Objective: In this study, I have directly tracked the progression of angiogenesis for three different types of breast cancer cell lines; MDA-MB-231, MCF-7, and MDA-MB-468. Each of these cell lines is known to overexpress different receptors, which may affect a tumor’s growth rate and perhaps its ability to undergo angiogenesis. Here, I measure and compare the growth, extent, and time of onset for angiogenesis. Methods: I used SCID mice to profile each of the different breast cancer cell lines. The growth rate of each tumor, along with its blood vessel development, was monitored and imaged using lipid-coated microbubbles and contrast-enhanced ultrasound (CEUS). A Vevo 2100 pre-clinical ultrasound machine was used for the imaging experiments. To track development of angiogenesis, mice were injected with perfluorobutane gas microbubbles of 1-2 microns diameter. Bubble perfusion into the tumor is an indicator of the presence of blood vessel formation. A custom image analysis program was developed in Matlab™ to eliminate breathing artifacts and track microbubble motion based on their high temporal frequency signature ("flicker"). Results: My experiments demonstrated that, although different cell lines grow at different rates, microbubbles begin to penetrate the tumor when it reaches approximately a size of approximately 3 mm in diameter. Therefore, the onset of angiogenesis occurred at different times (MCF-7 occurring first at around 9 days, MDA-MB-468 occuring at 12 days post inoculation, and MDA-MB-231 occurring at 17 days post tumor cell inoculation). Matlab™ analysis demonstrates consistent angiogenic behavior among the three cell lines.
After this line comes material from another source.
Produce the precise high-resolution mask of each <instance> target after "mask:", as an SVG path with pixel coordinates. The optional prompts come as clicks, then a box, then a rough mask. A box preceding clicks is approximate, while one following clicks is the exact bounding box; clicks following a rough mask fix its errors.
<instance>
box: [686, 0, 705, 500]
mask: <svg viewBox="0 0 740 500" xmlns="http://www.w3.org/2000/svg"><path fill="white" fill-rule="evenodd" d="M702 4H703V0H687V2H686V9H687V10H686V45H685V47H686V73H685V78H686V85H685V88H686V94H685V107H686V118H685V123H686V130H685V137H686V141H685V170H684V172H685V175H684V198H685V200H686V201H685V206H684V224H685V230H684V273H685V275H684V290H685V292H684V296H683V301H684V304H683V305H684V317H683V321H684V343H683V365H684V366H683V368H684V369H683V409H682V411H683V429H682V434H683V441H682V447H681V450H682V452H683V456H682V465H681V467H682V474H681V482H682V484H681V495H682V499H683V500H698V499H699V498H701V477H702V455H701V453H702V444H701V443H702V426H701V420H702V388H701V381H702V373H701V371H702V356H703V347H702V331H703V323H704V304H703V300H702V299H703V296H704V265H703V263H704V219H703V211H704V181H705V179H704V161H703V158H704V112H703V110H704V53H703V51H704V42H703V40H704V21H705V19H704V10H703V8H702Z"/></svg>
Conclusion: For all cell lines, angiogenesis started when the volume of the tumor was approximately 21.76 mm³, consistent with previous studies. As angiogenesis progressed, there was a drop in tumor blood flow. This can be explained by the sudden influx of oxygen when angiogenesis first begins. This momentarily inhibits new blood vessel formation while the tumor continues to steadily grow. After this sudden drop, tumor vascularization resumes a steady increase.